Возник Гасвицкий — он вёл жизнь скромного помещика в Курской губернии, при этом всё ещё поигрывал в карты. Отставного майора избрали губернским предводителем дворянства, у него выросли дети. Пришла пора определять их в кадетский корпус — и он просил старого друга посодействовать. Просьбу Державин выполнил. Но главное, что с Гасвицким можно было в шутливом тоне, без политеса, откровенно обсудить все дела — и политические, и личные. Побалагурить, немножко прихвастнуть — такие беседы возвращали Державина во дни молодости. «Милостивый государь мой, Петр Алексеевич. Дети ваши определены в корпус, а о племяннике постараюсь. За дружбу и вашу покорнейше вас благодарю, и могу уверить, что она взаимно сохранена будет и с моей стороны. О юстиции, кто как ни говори, — я в совести моей спокоен; а более сего и желать не хочу! Впрочем порицателям зла и добра можно сказать в ответ словами Христины королевы: „Папа будет папою, а подлец подлецом“».

В своём ведомстве министр не допускал корыстных побуждений, строго контролировал работу подчинённых ревизиями, вникал в тонкости бесчисленных документов… Один из первых докладов министра юстиции Державина был посвящён сокращению канцелярского делопроизводства. Император одобрил этот проект. Державин ввёл в обиход краткие записки, извлечения из дел, ускорявшие работу чиновников.

«Таковое сокращение производства и основательность решений приближает, конечно, к той священнейшей цели, чтобы сенат как верховное судилище был примером всему государству правого суда, деятельности и скорого удовлетворения тяжущимся», — уверял Державин в докладе. Он никогда не изучал юриспруденцию системно, но стал правоведом… Как и в Петрозаводске или Тамбове, Державин озадачился «кадровым вопросом»: нужно окружить себя специалистами. Но где их взять?

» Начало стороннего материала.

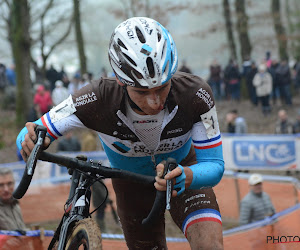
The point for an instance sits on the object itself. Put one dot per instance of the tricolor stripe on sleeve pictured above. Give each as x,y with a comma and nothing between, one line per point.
209,143
51,129
206,214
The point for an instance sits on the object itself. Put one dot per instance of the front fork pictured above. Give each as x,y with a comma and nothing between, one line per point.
77,208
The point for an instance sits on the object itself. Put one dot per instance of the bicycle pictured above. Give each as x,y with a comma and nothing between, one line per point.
76,227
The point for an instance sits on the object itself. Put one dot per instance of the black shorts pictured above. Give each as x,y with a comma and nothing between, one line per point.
134,202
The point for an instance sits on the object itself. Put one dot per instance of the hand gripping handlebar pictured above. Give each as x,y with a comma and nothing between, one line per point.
162,199
31,163
94,168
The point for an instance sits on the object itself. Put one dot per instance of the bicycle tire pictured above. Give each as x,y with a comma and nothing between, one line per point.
87,233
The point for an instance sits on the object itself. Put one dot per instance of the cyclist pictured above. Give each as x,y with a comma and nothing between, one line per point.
151,114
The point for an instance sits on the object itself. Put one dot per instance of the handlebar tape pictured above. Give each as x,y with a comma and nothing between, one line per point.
31,163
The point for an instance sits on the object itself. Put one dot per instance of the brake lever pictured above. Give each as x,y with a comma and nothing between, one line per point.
41,132
170,165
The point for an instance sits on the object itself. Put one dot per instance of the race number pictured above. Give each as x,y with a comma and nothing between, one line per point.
210,122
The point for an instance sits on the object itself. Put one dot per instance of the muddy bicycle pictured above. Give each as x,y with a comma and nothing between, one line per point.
76,228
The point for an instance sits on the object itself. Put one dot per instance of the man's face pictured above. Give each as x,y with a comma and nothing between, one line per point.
257,189
7,184
151,101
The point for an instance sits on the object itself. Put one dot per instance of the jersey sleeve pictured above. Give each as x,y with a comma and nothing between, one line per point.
206,138
58,120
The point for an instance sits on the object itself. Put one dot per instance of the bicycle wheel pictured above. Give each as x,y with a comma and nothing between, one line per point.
85,235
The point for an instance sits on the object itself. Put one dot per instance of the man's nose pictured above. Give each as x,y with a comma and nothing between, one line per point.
153,100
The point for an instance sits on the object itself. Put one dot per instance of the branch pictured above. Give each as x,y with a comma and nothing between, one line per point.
43,14
51,27
64,36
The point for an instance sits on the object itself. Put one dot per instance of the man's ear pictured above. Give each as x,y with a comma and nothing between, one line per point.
119,82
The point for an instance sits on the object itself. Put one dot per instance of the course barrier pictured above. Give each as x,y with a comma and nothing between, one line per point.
280,231
261,152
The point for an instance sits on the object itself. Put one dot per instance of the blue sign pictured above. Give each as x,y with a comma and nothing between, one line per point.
258,153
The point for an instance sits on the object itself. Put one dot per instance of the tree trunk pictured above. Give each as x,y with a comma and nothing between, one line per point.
242,29
21,53
228,26
279,29
79,38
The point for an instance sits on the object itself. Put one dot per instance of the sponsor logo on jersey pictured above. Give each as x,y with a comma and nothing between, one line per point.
145,121
164,147
205,96
177,130
85,99
121,147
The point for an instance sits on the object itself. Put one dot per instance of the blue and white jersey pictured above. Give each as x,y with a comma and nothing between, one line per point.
190,130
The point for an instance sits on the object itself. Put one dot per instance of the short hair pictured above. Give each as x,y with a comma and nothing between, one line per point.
5,171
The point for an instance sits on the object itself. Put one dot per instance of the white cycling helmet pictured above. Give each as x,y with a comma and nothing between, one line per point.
142,53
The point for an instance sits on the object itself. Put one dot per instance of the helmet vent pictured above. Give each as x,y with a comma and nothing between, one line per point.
164,49
137,74
140,35
122,44
129,59
150,66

Одна из самых прилипчивых и вредных иллюзий — надежда на молодёжь, которая будет благороднее и умнее (ну, скажем, просвещённее) отцов. Державин на этот счёт не обольщался, но иногда ему попадались дельные молодые люди. Сотрудником и сподвижником Державина стал в министерстве Константин Злобин — начитанный, талантливый юноша, к тому же родившийся в Малыковке. С такими Державин умел сходиться. Злобин писал недурственные стихи, мечтал о равенстве сословий. Державин и после отставки посвящал ему стихотворные послания и давал советы — не только деловые, но и литературные, вроде такого: «Я прошу вас не торопиться, а пересматривать в продолжении некоторого времени и, помалу исправляя, приводить в совершенство, следуя правилам Горация. И я вас уверяю, что ежели вы последуете сему дружескому совету, то вы будете из первых наших певцов».